Am Fam Physician. 2016;94(7):530-533
Original Article: Hyperthyroidism: Diagnosis and Treatment
Issue Date: March 1, 2016
Available online at: https://www.aafp.org/afp/2016/0301/p363.html
to the editor: Dr. Kravets provides a good review of hyperthyroidism; however, the article did not discuss what is likely the most common cause of hyperthyroidism: overuse and misuse of thyroid hormone. Many physicians prescribe thyroid hormone therapy for various reasons, such as promoting weight loss in overweight or obese patients, even if not indicated.1 Thyroid-stimulating hormone or other appropriate thyroid testing should always be performed to verify the need for exogenous thyroid hormone replacement.

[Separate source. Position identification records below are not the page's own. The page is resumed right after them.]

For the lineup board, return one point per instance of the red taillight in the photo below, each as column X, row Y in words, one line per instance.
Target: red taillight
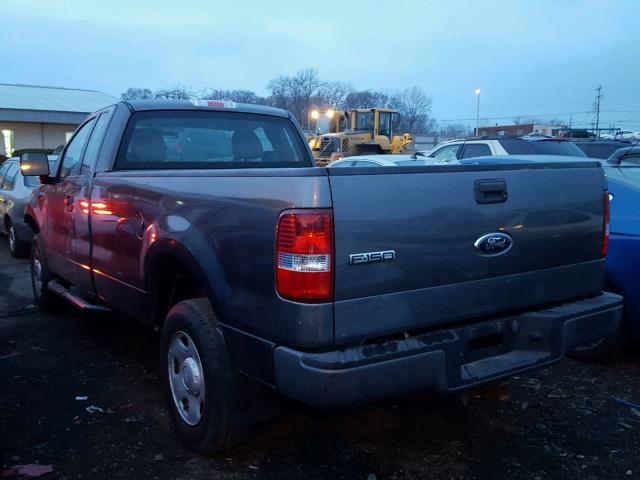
column 605, row 223
column 304, row 255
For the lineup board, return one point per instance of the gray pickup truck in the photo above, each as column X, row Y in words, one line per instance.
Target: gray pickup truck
column 266, row 275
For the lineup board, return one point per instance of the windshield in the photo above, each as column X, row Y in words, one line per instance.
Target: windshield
column 207, row 139
column 601, row 151
column 364, row 121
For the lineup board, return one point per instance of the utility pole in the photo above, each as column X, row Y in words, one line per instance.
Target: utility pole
column 477, row 92
column 570, row 125
column 597, row 105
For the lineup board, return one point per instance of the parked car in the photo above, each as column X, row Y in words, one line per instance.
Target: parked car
column 417, row 160
column 331, row 286
column 453, row 150
column 622, row 135
column 15, row 190
column 622, row 170
column 600, row 148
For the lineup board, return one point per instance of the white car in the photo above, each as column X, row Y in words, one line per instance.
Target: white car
column 455, row 150
column 622, row 135
column 384, row 161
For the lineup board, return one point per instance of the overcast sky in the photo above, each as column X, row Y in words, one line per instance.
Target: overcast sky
column 530, row 58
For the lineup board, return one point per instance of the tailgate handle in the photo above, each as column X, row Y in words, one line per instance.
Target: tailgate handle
column 491, row 191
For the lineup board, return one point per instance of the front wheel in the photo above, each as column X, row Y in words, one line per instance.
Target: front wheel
column 17, row 248
column 197, row 378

in reply: I would like to thank Dr. Scherger for making an important point about the role of exogenous thyroid hormone in causing hyperthyroidism. Iatrogenic hyperthyroidism may be intentional (e.g., patients with thyroid cancer who have clinicopathologic parameters that warrant thyroid-stimulating hormone suppression to prevent cancer recurrence) or inadvertent (e.g., an excessive dose of thyroid hormone prescribed for hypothyroidism).
In patients with no evidence of hypothyroidism, it is inappropriate for physicians to prescribe thyroid hormone therapy to treat obesity or depression. Some patients ingest exogenous thyroid hormone surreptitiously (thyrotoxicosis factitia); others may ingest exogenous thyroid hormone unintentionally when taking contaminated dietary supplements. In addition, there have been cases of accidental ingestion of animal thyroid tissue in hamburgers after the thyroid tissue was inadvertently removed and ground up with neck muscle in a slaughterhouse.1
When exogenous hyperthyroidism is suspected but cannot be confirmed by patient history, a radioactive iodine uptake of less than 1% and a low serum thyroglobulin level may serve as diagnostic clues. In some patients with thyrotoxicosis factitia, the serum thyroglobulin level may not be suppressed because of a goiter or antithyroglobulin antibodies. In these cases, one can consider measuring fecal thyroxine (T4) levels. The T4 levels were shown to be twice the normal value in patients with Graves disease and increased 12- to 24-fold in patients with thyrotoxicosis factitia.2
Unintended iatrogenic hyperthyroidism in patients with hypothyroidism who receive thyroid hormone therapy can be prevented by monitoring thyroid-stimulating hormone levels at least annually and adjusting the dose as needed. Physicians must adhere to the principles of beneficence and nonmaleficence when prescribing thyroid hormone therapy.3 Thyrotoxicosis factitia should be treated by discontinuing exogenous thyroid hormone therapy, providing patient education, and referring for psychiatric evaluation when appropriate.